Elsewhere on the record, a tribal stomp, finger-snaps, and video game-style flourishes warble under Kimbra’s spellbinding delivery during “The Good War.” The ebullient and energetic “Black Sky” slips into a noir-ish croon for “Past Love.” The record seamlessly tempers moments of bass-heavy empowerment and strength with intimate vulnerability, covering a gamut of emotions and moods.

“I wanted this record to feel more raw and hungry than I’ve been before, and I knew that meant I had to access and explore the vulnerable side of myself,” she states. “People won’t know everything that’s behind the veil, but they’ll get a little more.”

Meanwhile, she teamed up for Skrillex on the world music-induced global spiral of “Top of the World.”
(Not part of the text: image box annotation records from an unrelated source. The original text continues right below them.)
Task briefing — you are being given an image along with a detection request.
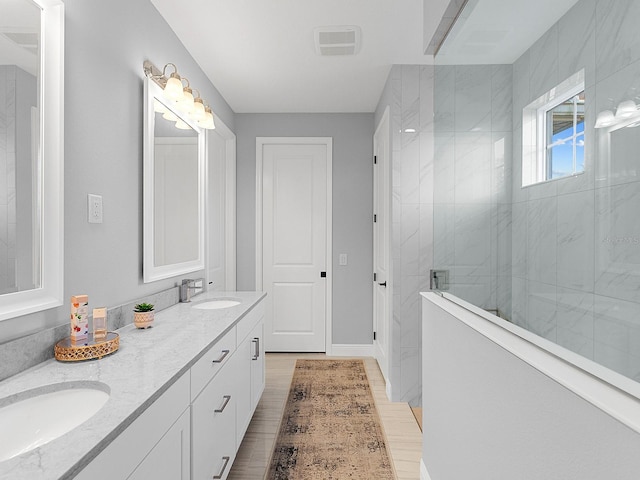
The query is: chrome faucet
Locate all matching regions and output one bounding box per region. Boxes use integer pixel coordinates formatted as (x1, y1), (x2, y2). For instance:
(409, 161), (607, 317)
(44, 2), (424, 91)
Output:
(180, 278), (197, 303)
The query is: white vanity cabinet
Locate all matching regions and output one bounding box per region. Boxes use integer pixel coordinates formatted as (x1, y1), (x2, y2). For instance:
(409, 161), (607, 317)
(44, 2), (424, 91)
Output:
(75, 375), (191, 480)
(236, 303), (265, 447)
(69, 296), (265, 480)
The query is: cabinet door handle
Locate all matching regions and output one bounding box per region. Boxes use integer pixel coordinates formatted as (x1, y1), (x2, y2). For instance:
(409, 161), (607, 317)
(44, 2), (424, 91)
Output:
(251, 337), (260, 360)
(213, 350), (229, 363)
(213, 457), (231, 480)
(213, 395), (231, 413)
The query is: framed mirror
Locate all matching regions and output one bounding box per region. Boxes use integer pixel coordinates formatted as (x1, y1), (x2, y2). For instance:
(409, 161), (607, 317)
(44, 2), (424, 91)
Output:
(143, 77), (206, 283)
(0, 0), (64, 320)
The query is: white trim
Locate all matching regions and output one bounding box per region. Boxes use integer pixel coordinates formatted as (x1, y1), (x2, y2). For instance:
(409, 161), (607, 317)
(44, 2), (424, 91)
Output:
(0, 0), (64, 320)
(421, 292), (640, 432)
(420, 458), (431, 480)
(331, 343), (375, 357)
(256, 137), (333, 355)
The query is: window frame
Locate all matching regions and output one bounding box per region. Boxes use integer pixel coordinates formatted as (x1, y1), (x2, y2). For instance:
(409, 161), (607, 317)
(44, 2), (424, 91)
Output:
(536, 82), (586, 182)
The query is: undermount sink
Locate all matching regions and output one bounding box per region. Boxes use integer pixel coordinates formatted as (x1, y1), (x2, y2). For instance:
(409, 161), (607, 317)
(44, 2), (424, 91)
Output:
(0, 382), (109, 462)
(193, 298), (240, 310)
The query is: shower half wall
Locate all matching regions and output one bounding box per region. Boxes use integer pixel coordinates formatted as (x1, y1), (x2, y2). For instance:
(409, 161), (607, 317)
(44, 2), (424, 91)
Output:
(434, 0), (640, 381)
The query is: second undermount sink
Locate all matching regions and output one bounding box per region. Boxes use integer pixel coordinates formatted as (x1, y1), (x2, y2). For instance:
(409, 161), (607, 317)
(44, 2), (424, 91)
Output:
(193, 298), (240, 310)
(0, 382), (109, 462)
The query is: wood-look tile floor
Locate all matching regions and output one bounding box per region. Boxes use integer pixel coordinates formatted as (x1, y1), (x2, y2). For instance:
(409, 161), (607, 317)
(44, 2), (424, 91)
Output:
(227, 353), (422, 480)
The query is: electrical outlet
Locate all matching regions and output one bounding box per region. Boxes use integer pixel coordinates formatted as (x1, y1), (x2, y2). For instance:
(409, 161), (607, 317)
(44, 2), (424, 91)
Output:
(87, 193), (102, 223)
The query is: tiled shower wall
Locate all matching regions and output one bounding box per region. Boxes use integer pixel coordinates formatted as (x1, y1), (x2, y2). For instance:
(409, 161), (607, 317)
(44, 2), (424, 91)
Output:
(0, 65), (36, 293)
(434, 0), (640, 380)
(376, 65), (434, 406)
(434, 65), (512, 318)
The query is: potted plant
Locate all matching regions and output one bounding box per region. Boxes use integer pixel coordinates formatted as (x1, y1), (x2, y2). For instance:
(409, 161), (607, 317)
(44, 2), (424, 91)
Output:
(133, 303), (153, 328)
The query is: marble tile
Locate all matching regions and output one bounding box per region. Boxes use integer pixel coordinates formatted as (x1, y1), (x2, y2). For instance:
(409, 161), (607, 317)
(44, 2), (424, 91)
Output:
(433, 132), (455, 203)
(557, 190), (595, 292)
(453, 271), (497, 310)
(596, 0), (640, 81)
(557, 287), (594, 359)
(454, 204), (492, 283)
(512, 50), (535, 125)
(454, 132), (492, 203)
(401, 204), (424, 281)
(401, 276), (426, 349)
(419, 203), (434, 275)
(558, 0), (596, 85)
(420, 65), (435, 132)
(511, 202), (528, 278)
(419, 131), (435, 203)
(400, 348), (422, 405)
(525, 281), (557, 342)
(510, 276), (529, 328)
(491, 65), (513, 132)
(594, 183), (640, 301)
(433, 204), (455, 269)
(491, 132), (513, 204)
(527, 197), (557, 285)
(400, 65), (420, 150)
(433, 65), (455, 132)
(400, 133), (420, 204)
(454, 65), (492, 132)
(529, 23), (562, 99)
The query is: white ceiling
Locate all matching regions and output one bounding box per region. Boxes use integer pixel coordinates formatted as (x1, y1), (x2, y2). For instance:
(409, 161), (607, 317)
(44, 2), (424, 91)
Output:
(151, 0), (576, 113)
(151, 0), (448, 113)
(437, 0), (578, 65)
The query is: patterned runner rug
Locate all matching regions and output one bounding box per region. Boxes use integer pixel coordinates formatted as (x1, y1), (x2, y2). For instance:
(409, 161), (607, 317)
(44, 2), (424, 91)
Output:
(265, 360), (395, 480)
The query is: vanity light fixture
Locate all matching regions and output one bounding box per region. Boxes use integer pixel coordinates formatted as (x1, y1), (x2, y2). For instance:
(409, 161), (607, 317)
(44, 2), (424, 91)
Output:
(616, 100), (638, 118)
(142, 60), (216, 130)
(594, 110), (616, 128)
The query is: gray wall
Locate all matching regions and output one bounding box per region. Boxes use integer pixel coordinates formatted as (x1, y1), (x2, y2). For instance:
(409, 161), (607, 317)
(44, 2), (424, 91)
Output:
(236, 113), (373, 344)
(422, 294), (640, 480)
(0, 0), (234, 343)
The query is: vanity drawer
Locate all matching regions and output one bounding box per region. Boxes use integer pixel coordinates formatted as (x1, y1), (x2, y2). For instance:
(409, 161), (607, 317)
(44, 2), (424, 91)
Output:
(191, 355), (239, 480)
(237, 301), (265, 345)
(191, 327), (236, 402)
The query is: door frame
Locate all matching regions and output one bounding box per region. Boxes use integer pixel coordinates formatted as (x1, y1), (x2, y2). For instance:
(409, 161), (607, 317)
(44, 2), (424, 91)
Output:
(204, 117), (236, 292)
(256, 137), (333, 355)
(372, 105), (393, 398)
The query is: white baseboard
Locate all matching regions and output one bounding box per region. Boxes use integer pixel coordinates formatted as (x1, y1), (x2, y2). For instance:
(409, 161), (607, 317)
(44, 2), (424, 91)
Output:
(331, 344), (375, 357)
(420, 458), (431, 480)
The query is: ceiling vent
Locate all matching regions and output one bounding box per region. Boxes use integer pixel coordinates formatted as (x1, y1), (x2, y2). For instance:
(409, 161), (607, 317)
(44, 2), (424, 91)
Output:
(313, 25), (362, 55)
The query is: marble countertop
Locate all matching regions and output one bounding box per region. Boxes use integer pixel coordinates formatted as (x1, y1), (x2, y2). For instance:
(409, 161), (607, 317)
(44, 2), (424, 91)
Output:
(0, 292), (265, 480)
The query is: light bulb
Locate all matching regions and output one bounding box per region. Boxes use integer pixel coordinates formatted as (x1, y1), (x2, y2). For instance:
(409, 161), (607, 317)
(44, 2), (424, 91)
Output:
(616, 100), (638, 118)
(164, 72), (184, 102)
(198, 107), (216, 130)
(162, 110), (178, 122)
(191, 97), (205, 121)
(180, 87), (193, 113)
(176, 118), (191, 130)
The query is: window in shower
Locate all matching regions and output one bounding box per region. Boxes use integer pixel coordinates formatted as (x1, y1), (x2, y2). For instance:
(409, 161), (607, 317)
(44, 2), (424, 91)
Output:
(540, 90), (584, 180)
(522, 70), (585, 187)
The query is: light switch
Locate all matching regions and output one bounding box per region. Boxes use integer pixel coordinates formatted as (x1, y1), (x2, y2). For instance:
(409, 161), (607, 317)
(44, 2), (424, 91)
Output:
(87, 193), (102, 223)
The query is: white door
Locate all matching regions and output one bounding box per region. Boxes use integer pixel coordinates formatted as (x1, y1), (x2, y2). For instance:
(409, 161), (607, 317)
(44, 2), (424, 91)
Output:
(257, 139), (331, 352)
(373, 108), (391, 383)
(207, 130), (227, 291)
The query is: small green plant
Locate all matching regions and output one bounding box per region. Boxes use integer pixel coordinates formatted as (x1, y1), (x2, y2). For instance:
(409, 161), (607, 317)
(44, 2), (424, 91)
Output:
(133, 303), (153, 312)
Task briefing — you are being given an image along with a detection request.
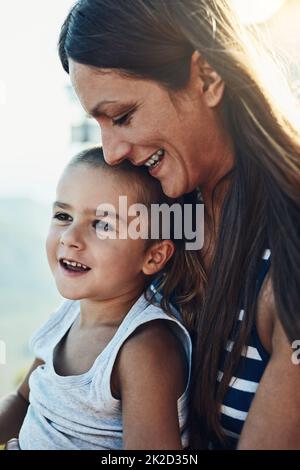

“Sonny and I became friends after we met at Coachella one year,” she recalls. “Then we just ended up hanging at his house one night with Miguel, Thundercat and a bunch of friends. Before we knew it, we were all jamming. It led us to want to do more. We bonded a lot over the fact we’re both massively into Meshuggah,” she laughs. “We established common ground. That’s when special stuff happens.

Primal Heart is Kimbra at her most passionate and powerful.

“It reflects more of where I am at my life,” she leaves off. “It’s a stripping back of layers and an ‘openness’ that I felt ready to share: the central core that binds us.”